Artikel im "Paulinus" Nr 20 vom 19. Mai 2002, Seite 1:
Die Lage in dem von Guerilla und Militär umkämpften Gebiet in Kolumbien, in dem die saarländische Gemeindereferentin Ursula Holzapfel als Friedensarbeiterin tätig ist, bleibt angespannt.

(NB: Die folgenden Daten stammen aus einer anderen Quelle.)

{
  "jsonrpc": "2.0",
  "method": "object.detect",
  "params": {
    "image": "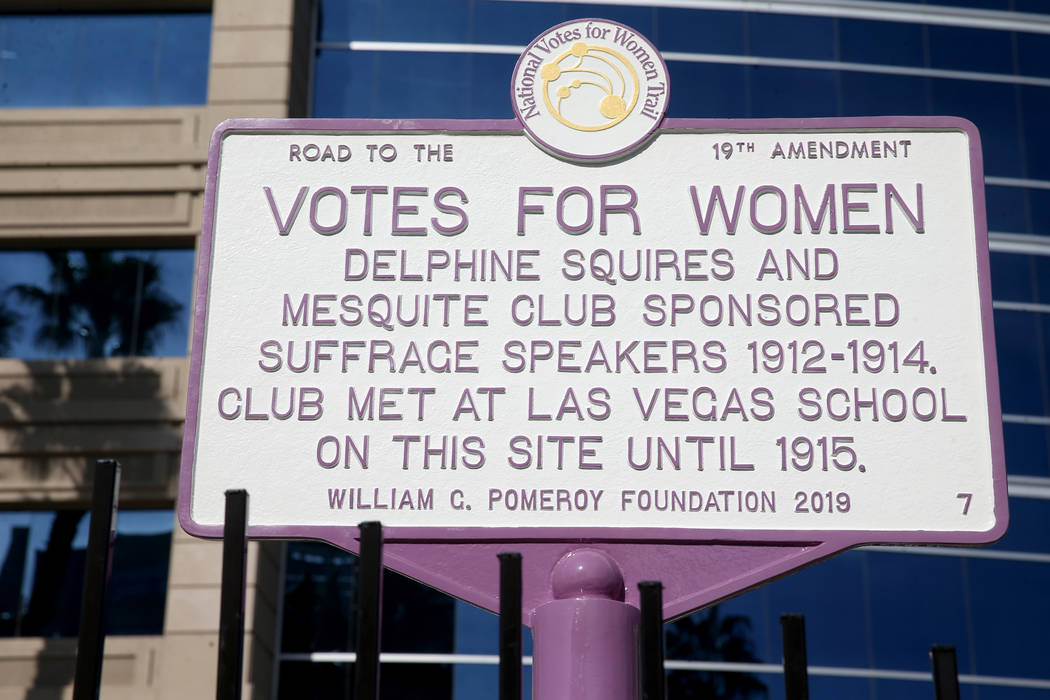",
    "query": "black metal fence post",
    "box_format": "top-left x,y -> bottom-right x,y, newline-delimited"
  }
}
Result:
638,581 -> 667,700
780,614 -> 810,700
72,460 -> 121,700
929,644 -> 959,700
499,552 -> 522,700
354,522 -> 383,700
215,490 -> 248,700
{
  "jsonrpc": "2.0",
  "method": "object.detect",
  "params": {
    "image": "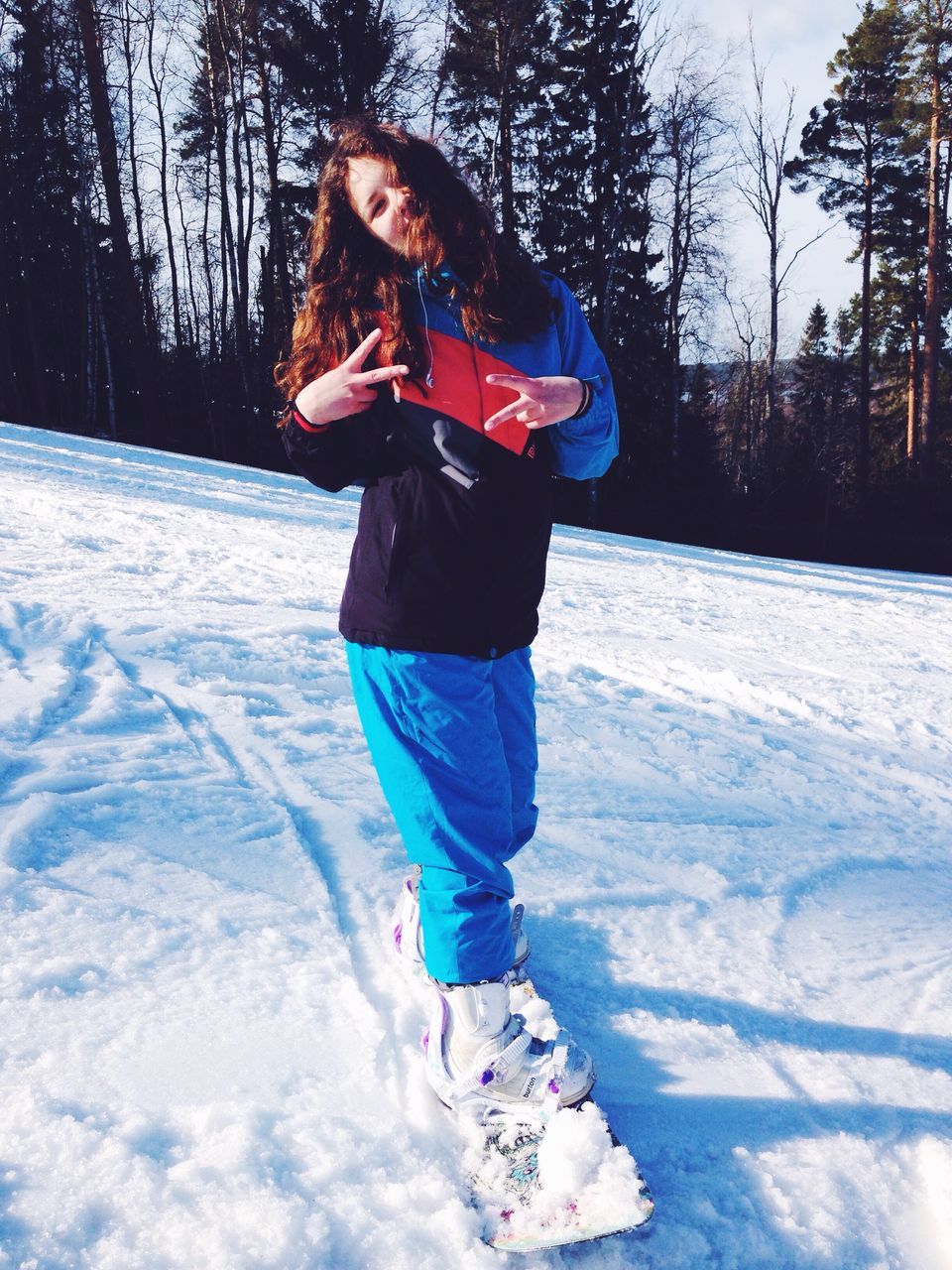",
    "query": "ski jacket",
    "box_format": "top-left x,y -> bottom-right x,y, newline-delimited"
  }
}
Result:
283,271 -> 618,658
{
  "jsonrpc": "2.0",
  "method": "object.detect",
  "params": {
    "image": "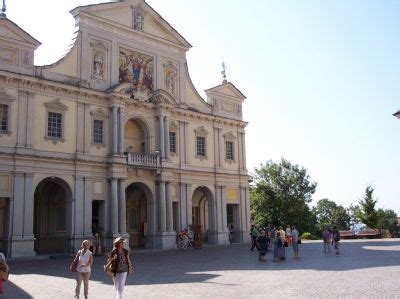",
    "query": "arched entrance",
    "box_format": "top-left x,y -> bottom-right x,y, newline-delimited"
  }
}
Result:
192,187 -> 213,242
124,118 -> 149,154
126,183 -> 154,248
33,177 -> 72,253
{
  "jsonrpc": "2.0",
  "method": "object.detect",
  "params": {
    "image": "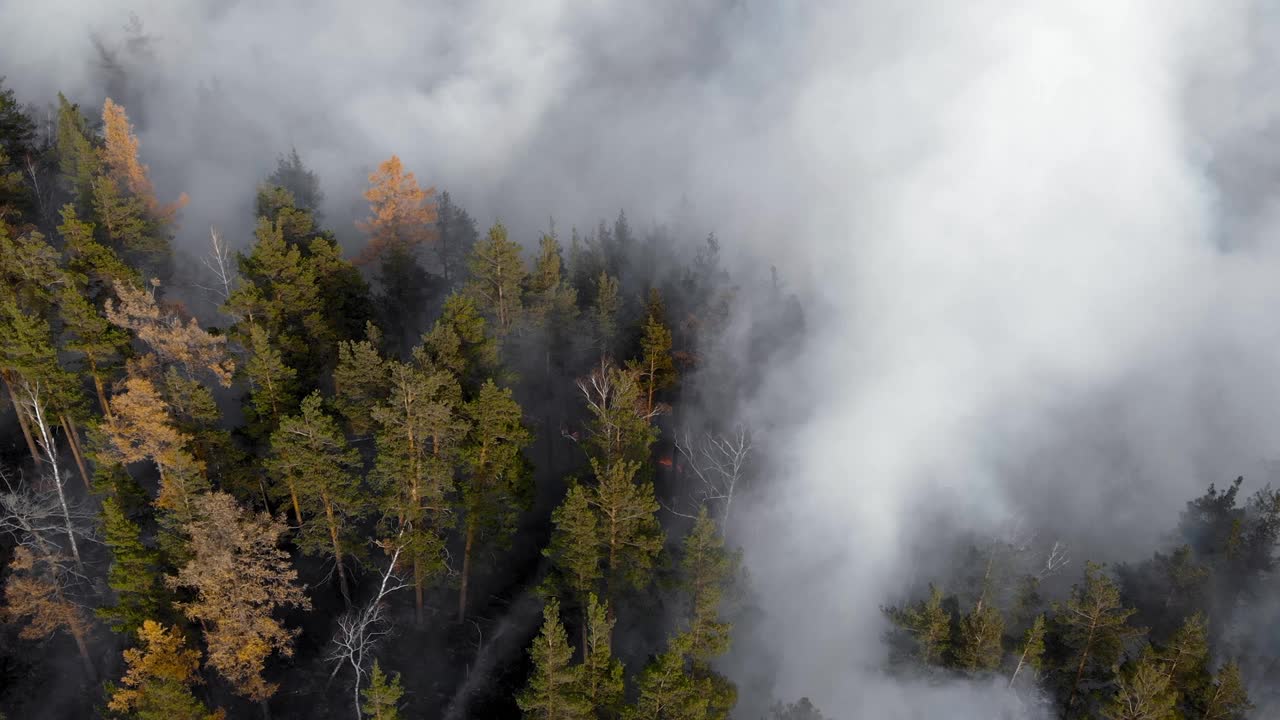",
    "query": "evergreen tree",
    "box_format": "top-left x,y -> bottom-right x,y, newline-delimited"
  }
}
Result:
591,459 -> 663,603
458,380 -> 531,621
1057,562 -> 1138,711
108,620 -> 224,720
516,598 -> 594,720
884,583 -> 951,665
360,660 -> 404,720
97,497 -> 166,635
955,602 -> 1005,671
1198,662 -> 1253,720
435,191 -> 480,292
582,593 -> 625,719
268,392 -> 367,603
372,350 -> 467,623
466,223 -> 526,340
1102,647 -> 1179,720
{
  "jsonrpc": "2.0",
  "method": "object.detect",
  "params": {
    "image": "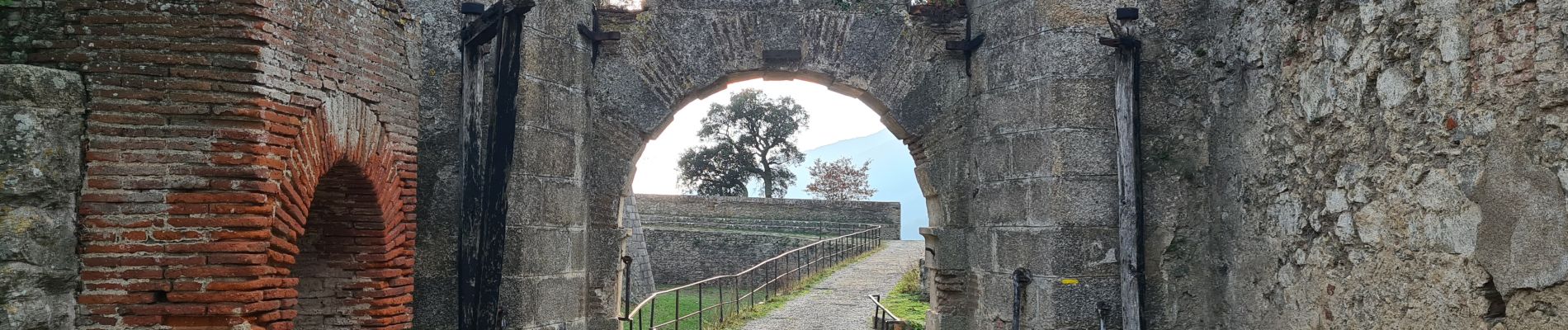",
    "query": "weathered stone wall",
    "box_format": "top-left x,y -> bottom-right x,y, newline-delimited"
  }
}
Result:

Wie ihr Bruder, Pfarrer Matthias Holzapfel, Brebach, am 13. Mai mitteilte, sind die kampfhandlungen um die Orte Bellavista und Vegia zum Stillstand gekommen. Das Nukutär habe die Dörfer im Griff, viele Menschen seien geflohen, berichtete Holzapfel, der im telefonischen Kontakt mit seiner Schwester steht. In den tagen zuvor war die gesamte Gegend, in der sie sich zusammen mit dem Bischof der Diözese Quibdo, fidel Leon Cadavit, und dem kirchlichen Friedensarbeiter Ulli Kollwitz aufhielt, unter Beschuss geraten. Das Militär hatte das Gebiet großflächig bombardiert. Die Guerilla-Bewegung Farc wiederum hatte einen Sprengstoffanschlag auf die Kirche von Bellavista verübt, bei dem nach neuesten Erkenntnissen über 100 Menschen getötet wurden ("Paulinus" Nr. 19 vom 12. Mai 2002, Seite 1).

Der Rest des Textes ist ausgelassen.